Le blog de Julien Salingue - Docteur en Science politique
7 Novembre 2011
Nb : le texte qui suit est la première partie d'un article publié dans le Cahier du CCMO n°2 (à paraître) : Retour sur les "révolutions arabes". A la fin de l'extrait, on trouvera le sommaire du cahier et le lien vers le site du CCMO pour une présentation plus détaillée.
Un processus révolutionnaire durable, un défi épistémologique
« C’est une révolte ? Non sire, c’est une révolution »
Nombre d’analystes et de commentateurs ont été pris de court par les soulèvements en série dans le monde arabe. L’exceptionnelle longévité des dictatures de la région avait conduit certains à s’imaginer qu’elles ne pourraient jamais être renversées. C’est pourtant ce qui s’est produit en Tunisie, en Egypte et, dans des circonstances très particulières (intervention de l’OTAN), en Libye, tandis qu’en Syrie et au Yemen (entre autres), la mobilisation ne faiblit pas malgré la répression.
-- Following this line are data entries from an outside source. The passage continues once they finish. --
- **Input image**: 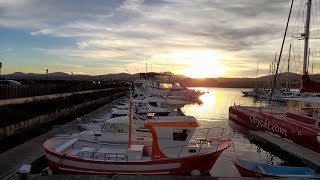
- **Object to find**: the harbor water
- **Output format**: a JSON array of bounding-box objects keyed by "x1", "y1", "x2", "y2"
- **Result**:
[{"x1": 181, "y1": 87, "x2": 293, "y2": 177}]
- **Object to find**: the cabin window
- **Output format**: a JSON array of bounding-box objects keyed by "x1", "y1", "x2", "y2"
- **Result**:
[
  {"x1": 101, "y1": 123, "x2": 111, "y2": 131},
  {"x1": 108, "y1": 123, "x2": 128, "y2": 133},
  {"x1": 173, "y1": 129, "x2": 190, "y2": 141},
  {"x1": 149, "y1": 102, "x2": 158, "y2": 107}
]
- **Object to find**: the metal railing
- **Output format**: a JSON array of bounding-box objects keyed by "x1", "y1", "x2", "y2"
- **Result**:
[
  {"x1": 231, "y1": 98, "x2": 287, "y2": 113},
  {"x1": 160, "y1": 127, "x2": 231, "y2": 159},
  {"x1": 79, "y1": 151, "x2": 129, "y2": 162}
]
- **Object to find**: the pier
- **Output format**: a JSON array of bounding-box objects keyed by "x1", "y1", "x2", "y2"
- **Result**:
[
  {"x1": 0, "y1": 96, "x2": 127, "y2": 180},
  {"x1": 250, "y1": 131, "x2": 320, "y2": 171}
]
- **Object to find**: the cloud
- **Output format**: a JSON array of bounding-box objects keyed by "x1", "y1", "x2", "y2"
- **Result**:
[{"x1": 0, "y1": 0, "x2": 314, "y2": 76}]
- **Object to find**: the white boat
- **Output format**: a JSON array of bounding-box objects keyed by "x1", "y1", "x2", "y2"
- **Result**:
[
  {"x1": 115, "y1": 100, "x2": 174, "y2": 116},
  {"x1": 44, "y1": 117, "x2": 231, "y2": 175},
  {"x1": 60, "y1": 116, "x2": 152, "y2": 145},
  {"x1": 79, "y1": 113, "x2": 195, "y2": 131},
  {"x1": 134, "y1": 94, "x2": 188, "y2": 109}
]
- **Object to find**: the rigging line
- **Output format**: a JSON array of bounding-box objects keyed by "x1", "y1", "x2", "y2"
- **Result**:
[
  {"x1": 312, "y1": 0, "x2": 320, "y2": 73},
  {"x1": 291, "y1": 0, "x2": 302, "y2": 38},
  {"x1": 279, "y1": 50, "x2": 290, "y2": 76},
  {"x1": 293, "y1": 0, "x2": 301, "y2": 74},
  {"x1": 270, "y1": 0, "x2": 294, "y2": 101}
]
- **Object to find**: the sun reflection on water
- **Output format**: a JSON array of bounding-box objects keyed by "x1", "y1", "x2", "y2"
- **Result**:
[{"x1": 182, "y1": 87, "x2": 231, "y2": 123}]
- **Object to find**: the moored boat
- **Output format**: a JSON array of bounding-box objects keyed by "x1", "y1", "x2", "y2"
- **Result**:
[
  {"x1": 233, "y1": 159, "x2": 320, "y2": 178},
  {"x1": 44, "y1": 117, "x2": 231, "y2": 175},
  {"x1": 229, "y1": 97, "x2": 320, "y2": 154},
  {"x1": 229, "y1": 0, "x2": 320, "y2": 154}
]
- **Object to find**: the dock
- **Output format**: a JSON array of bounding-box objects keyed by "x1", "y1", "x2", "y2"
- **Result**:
[
  {"x1": 250, "y1": 131, "x2": 320, "y2": 171},
  {"x1": 0, "y1": 96, "x2": 127, "y2": 180},
  {"x1": 7, "y1": 174, "x2": 311, "y2": 180}
]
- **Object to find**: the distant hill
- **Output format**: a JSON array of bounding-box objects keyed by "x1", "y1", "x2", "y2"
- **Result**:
[
  {"x1": 3, "y1": 71, "x2": 320, "y2": 88},
  {"x1": 1, "y1": 72, "x2": 138, "y2": 81}
]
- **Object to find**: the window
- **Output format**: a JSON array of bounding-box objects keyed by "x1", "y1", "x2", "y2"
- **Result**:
[
  {"x1": 149, "y1": 102, "x2": 158, "y2": 107},
  {"x1": 173, "y1": 129, "x2": 190, "y2": 141},
  {"x1": 108, "y1": 123, "x2": 128, "y2": 133}
]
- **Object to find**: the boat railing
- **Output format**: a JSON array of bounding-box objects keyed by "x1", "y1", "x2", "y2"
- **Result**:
[
  {"x1": 52, "y1": 124, "x2": 103, "y2": 137},
  {"x1": 193, "y1": 127, "x2": 230, "y2": 141},
  {"x1": 232, "y1": 98, "x2": 266, "y2": 107},
  {"x1": 52, "y1": 124, "x2": 83, "y2": 135},
  {"x1": 80, "y1": 151, "x2": 128, "y2": 162},
  {"x1": 160, "y1": 127, "x2": 231, "y2": 159},
  {"x1": 231, "y1": 98, "x2": 288, "y2": 113}
]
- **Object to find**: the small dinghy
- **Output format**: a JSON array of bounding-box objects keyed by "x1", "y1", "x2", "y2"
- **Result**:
[{"x1": 233, "y1": 159, "x2": 320, "y2": 178}]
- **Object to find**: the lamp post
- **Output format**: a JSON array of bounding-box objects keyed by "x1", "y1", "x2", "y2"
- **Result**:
[
  {"x1": 46, "y1": 69, "x2": 48, "y2": 81},
  {"x1": 0, "y1": 62, "x2": 2, "y2": 78}
]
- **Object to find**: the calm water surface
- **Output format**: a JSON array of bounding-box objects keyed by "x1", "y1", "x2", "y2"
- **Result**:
[{"x1": 181, "y1": 87, "x2": 284, "y2": 177}]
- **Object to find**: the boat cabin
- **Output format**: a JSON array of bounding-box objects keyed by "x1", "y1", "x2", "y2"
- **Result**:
[{"x1": 144, "y1": 116, "x2": 200, "y2": 159}]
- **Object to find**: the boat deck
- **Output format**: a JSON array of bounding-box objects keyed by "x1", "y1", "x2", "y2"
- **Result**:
[
  {"x1": 250, "y1": 131, "x2": 320, "y2": 171},
  {"x1": 238, "y1": 106, "x2": 317, "y2": 130}
]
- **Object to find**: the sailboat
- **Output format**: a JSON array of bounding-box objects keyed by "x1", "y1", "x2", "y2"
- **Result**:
[{"x1": 229, "y1": 0, "x2": 320, "y2": 154}]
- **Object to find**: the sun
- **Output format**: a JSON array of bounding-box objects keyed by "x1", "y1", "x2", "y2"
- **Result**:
[{"x1": 177, "y1": 51, "x2": 226, "y2": 78}]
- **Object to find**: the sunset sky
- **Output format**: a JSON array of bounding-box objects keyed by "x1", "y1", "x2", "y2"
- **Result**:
[{"x1": 0, "y1": 0, "x2": 316, "y2": 78}]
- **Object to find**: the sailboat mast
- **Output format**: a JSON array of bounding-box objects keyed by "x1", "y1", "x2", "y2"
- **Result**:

Est-il risqué de commenter le processus auquel nous assistons et de tenter de tirer quelques bilans – d’étape – des soulèvements en cours ? Peut-être. Lorsqu’il s’attaque à de tels bouleversements, a fortiori lorsqu’ils sont inachevés, le chercheur est invité à faire preuve d’humilité et de modestie. Je me contenterai donc ici de dégager, dans un premier temps, quelques traits saillants des événements actuels, en axant mes réflexions sur le plus essentiel d’entre eux : nous sommes témoins d’un processus révolutionnaire durable. Dans un second temps, je tenterai de revenir sur la dimension proprement épistémologique des événements, en interrogeant notamment l’avenir incertain du paradigme de « l’exception autoritaire arabe ».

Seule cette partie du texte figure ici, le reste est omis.